Hepatische steatose wordt gedefinieerd als Intrahepatische vet accumulatie, binnen triglyceride-bevattende lipide druppeltjes, van ten minste 5% van de lever gewicht. Langdurige hepatische lipide-opslag is een potentieel omkeerbaar proces, echter, het kan leiden tot lever metabole dysfunctie, ontsteking en geavanceerde vormen van niet-alcoholische vette leverziekte (NAFLD), de overheersende oorzaak van chronische leverziekte in vele delen van de wereld1,2. Nafld is een multifactoriële ziekte die kan evolueren naar de agressievere niet-alcoholische Steatohepatitis (Nash), die op zijn beurt kan vorderen naar cirrose en, bij een klein percentage van de patiënten, tot hepatocellulair carcinoom (HCC)1,3. Er is momenteel geen goedgekeurde therapie beschikbaar als een specifieke behandeling voor nafld en de combinatie van dieet-en leefstijl modificaties blijft de pijler van nafld en Nash Management4,5,6.

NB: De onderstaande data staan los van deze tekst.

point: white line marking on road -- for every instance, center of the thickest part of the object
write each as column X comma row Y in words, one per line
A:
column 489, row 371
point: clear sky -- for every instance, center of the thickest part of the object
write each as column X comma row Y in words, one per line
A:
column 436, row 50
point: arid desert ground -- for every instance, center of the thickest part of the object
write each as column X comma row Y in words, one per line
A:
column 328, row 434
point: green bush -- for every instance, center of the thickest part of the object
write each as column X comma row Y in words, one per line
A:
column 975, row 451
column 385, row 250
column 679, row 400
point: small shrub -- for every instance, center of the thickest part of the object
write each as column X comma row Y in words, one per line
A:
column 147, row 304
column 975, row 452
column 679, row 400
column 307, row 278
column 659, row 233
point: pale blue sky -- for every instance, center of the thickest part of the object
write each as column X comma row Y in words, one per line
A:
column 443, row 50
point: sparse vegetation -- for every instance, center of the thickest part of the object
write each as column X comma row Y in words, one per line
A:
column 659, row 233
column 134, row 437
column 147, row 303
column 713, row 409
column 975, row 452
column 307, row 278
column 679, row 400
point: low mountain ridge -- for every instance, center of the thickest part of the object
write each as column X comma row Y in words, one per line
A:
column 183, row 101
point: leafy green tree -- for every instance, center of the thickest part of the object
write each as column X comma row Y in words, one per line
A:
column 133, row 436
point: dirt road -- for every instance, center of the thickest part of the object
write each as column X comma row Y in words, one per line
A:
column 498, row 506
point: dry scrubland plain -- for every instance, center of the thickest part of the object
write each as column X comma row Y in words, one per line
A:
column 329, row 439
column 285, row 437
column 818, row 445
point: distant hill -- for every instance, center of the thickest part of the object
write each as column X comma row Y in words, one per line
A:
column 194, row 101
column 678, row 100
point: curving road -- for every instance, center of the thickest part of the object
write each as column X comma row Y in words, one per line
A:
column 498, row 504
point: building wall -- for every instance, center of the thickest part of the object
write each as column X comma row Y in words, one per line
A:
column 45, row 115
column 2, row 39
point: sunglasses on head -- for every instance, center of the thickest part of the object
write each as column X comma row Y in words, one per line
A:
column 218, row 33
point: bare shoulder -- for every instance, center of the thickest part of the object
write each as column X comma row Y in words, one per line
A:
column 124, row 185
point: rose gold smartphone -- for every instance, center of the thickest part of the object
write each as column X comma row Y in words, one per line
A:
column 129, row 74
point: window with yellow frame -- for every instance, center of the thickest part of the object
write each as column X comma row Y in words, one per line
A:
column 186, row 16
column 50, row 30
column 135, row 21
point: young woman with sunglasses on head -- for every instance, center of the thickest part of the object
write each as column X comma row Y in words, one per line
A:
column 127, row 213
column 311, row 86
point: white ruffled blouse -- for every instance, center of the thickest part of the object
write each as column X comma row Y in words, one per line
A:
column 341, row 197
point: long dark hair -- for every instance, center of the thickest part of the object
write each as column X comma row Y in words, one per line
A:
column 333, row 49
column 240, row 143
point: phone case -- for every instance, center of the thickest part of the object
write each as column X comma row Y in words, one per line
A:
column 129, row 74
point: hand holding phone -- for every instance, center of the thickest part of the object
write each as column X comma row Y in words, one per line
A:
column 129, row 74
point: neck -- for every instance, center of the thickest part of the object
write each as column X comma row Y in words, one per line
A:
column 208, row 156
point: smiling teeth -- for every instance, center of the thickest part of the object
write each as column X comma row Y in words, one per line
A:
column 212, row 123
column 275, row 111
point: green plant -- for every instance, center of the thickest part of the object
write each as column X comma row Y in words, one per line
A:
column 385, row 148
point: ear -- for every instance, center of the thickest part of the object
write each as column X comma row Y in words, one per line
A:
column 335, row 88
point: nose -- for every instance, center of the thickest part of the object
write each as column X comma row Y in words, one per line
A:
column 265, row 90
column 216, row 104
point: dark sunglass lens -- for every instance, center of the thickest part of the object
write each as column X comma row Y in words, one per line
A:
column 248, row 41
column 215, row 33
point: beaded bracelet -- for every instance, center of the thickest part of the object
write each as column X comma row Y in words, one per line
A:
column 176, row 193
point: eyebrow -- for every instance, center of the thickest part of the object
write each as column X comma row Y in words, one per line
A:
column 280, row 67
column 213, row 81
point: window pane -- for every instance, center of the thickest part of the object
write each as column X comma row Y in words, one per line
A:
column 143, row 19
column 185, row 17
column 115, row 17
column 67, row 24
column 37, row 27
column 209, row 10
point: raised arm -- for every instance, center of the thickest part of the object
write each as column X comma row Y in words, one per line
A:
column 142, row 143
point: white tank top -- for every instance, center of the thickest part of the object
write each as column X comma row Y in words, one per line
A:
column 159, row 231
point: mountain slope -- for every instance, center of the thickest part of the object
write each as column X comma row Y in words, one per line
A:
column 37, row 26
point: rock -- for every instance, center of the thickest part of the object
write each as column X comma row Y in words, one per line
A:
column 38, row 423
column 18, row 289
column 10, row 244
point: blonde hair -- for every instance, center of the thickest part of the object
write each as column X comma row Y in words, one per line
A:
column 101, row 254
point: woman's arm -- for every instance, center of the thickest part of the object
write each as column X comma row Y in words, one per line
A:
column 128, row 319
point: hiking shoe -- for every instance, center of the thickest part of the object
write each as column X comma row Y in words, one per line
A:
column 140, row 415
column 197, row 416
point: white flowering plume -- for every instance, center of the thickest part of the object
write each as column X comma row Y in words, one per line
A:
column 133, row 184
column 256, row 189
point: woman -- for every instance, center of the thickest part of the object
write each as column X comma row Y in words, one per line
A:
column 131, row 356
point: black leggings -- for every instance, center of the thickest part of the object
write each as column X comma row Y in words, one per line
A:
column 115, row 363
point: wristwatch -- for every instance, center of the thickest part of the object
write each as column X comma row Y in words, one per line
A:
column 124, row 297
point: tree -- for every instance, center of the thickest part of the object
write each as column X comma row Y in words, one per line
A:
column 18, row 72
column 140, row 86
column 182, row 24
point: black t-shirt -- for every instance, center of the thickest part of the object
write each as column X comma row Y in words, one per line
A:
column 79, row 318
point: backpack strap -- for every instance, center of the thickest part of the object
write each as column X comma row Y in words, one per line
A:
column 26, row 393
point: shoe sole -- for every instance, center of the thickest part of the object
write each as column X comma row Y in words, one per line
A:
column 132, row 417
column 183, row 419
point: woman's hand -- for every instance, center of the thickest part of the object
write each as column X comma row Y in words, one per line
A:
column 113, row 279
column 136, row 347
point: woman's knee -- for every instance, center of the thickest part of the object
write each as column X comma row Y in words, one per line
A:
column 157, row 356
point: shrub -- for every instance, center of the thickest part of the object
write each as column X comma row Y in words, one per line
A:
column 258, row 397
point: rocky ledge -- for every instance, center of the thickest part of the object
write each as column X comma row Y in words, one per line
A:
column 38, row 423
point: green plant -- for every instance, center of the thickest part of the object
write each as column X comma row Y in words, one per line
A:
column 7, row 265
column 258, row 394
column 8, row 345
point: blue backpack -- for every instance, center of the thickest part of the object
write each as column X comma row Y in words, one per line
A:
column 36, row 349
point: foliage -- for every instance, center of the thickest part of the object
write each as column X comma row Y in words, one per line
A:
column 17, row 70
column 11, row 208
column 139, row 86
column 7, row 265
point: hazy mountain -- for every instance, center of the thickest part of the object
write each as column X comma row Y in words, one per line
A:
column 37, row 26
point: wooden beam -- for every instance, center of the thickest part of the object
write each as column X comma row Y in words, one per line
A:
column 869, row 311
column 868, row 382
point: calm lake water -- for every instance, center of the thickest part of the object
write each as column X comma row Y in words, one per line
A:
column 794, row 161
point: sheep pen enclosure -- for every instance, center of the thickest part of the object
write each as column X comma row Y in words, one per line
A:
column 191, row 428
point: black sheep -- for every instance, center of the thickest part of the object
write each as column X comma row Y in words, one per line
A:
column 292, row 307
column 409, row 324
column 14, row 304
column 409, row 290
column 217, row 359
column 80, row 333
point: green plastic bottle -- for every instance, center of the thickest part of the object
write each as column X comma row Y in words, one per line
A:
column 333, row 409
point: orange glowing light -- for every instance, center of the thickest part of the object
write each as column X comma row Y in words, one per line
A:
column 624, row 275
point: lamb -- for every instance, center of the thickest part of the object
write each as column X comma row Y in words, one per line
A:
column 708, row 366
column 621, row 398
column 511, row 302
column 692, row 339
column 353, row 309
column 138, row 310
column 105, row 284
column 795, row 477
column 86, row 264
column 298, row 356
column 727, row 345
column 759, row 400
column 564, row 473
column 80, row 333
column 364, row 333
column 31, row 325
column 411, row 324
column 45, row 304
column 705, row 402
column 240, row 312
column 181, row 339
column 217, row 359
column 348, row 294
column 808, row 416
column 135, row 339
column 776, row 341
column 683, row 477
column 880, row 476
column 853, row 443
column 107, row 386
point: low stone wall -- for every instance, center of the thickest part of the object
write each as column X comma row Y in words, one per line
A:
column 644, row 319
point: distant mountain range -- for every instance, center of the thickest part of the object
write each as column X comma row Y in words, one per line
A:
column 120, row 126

De moleculaire mechanismen die leiden tot de ontwikkeling van hepatische steatose in de pathogenese van NAFLD moeten nog steeds worden opgehelderd7. In deze context zijn Muismodellen ontwikkeld om de progressie van de ziekte van de menselijke steatose te bestuderen. Een groot aantal verschillende modellen bestaat, en elk heeft zijn voor-en nadelen, met inbegrip van genetische, nutritionele en chemisch geïnduceerde modellen combineren verschillende benaderingen. Genetisch gemodificeerde (transgene of knock-out) muizen ontwikkelen spontaan leverziekte. Opgemerkt moet echter worden dat deze mutaties zeer zeldzaam zijn bij mensen en dat het verwijderen of overexpressie van een enkel gen (bijv. ob/ob-muis) de etiologie van de multifactoriële menselijke ziekte niet nabootsen op moleculair niveau8,9. Evenzo, de ziekte verworven door muizen na dieet of farmacologische manipulatie kan niet nabootsen van de effecten van menselijke diëten in verband met de ontwikkeling van NAFLD in man8. Diermodellen hebben echter de ontwikkelingen in het begrip van NAFLD vergemakkelijkt en deze aanpak is momenteel de meest gebruikte strategie in laboratoriumonderzoek. Niettemin, de replicatie bij mensen van resultaten verkregen in diermodellen herhaaldelijk is mislukt, waardoor slechte vertaling in de kliniek10.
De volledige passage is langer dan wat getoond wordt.